The rationale is this: Rape is most often perpetrated by someone you know. It is difficult to prove. The trial process is long and often involves brutal cross-examination and discussion of a woman's sexual history. Consequences involve up to 20 years in jail so most of the accused will plead not guilty.
Many women both don't want to go through that process or see their rapist - who could be an uncle, brother-in-law, or husband - locked away for so long. But they do want them to get help so other women can be safe. "It would provide an opportunity for a healing process for the victim in a safe, supportive environment where they are in control," the report said. "And it would enable greater participation by the victim and give them validation."
Experts believe the introduction of a non-court system - involving treatment and restorative justice - could mean one in 10 women rather than one in 100 could find justice. More importantly, it is hoped it would provide a trickle-down effect where if more men are held to account, the pervasive culture of shame and blame and harassment and assault will come to an end.
The idea, says the head of sexual abuse service HELP Kathryn McPhillips, is that young men like those in the Roastbusters group - who claimed to get young drunk in order to have non-consenual group sex - would never have believed their actions were ok.

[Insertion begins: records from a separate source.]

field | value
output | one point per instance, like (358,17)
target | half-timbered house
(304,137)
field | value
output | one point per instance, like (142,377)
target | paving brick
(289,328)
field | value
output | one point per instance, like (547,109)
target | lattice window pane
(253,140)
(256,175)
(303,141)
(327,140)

"It's not every man. But there's a culture we would like men to address. And there are a lot of men who are part of this solution," McPhillips said. "The rule used to be that women were respected. That has been damaged and it needs to be repaired."
WHAT WE WANT
Rape prevention, treatment and justice are in crisis in this country. Only 1 in 100 women who are victims of sexual assault will see a conviction in their case. The Sunday Star-Times believes there are three ways to address this issue and is calling on the government for change.
1. A new way of dealing with rape complaints
An alternative system outside the courts which would encourage more women to come forward and report sexual assault. It would give victims the knowledge they could seek redress and see their attacker held to account without having to meet an evidential threshold or be subjected to brutal cross-examination during trial. It would encourage more offenders to admit to what they have done and seek help for their behaviour.
2. Specialised sexual violence courts
Expert judges and lawyers to ensure victims are not re-traumatised during trial. Victim advisors who work with complainants. A process where if the offender pleads guilty, they are referred to a specialist court where sentencing options include treatment rather than solely relying on jail, and where the victims' views are taken into account.
Immediate funding to be made available to the sexual violence support services, including prevention treatment for perpetrators. This will enable the current social services select committee inquiry into the services to focus on where the money goes, not where it is coming from.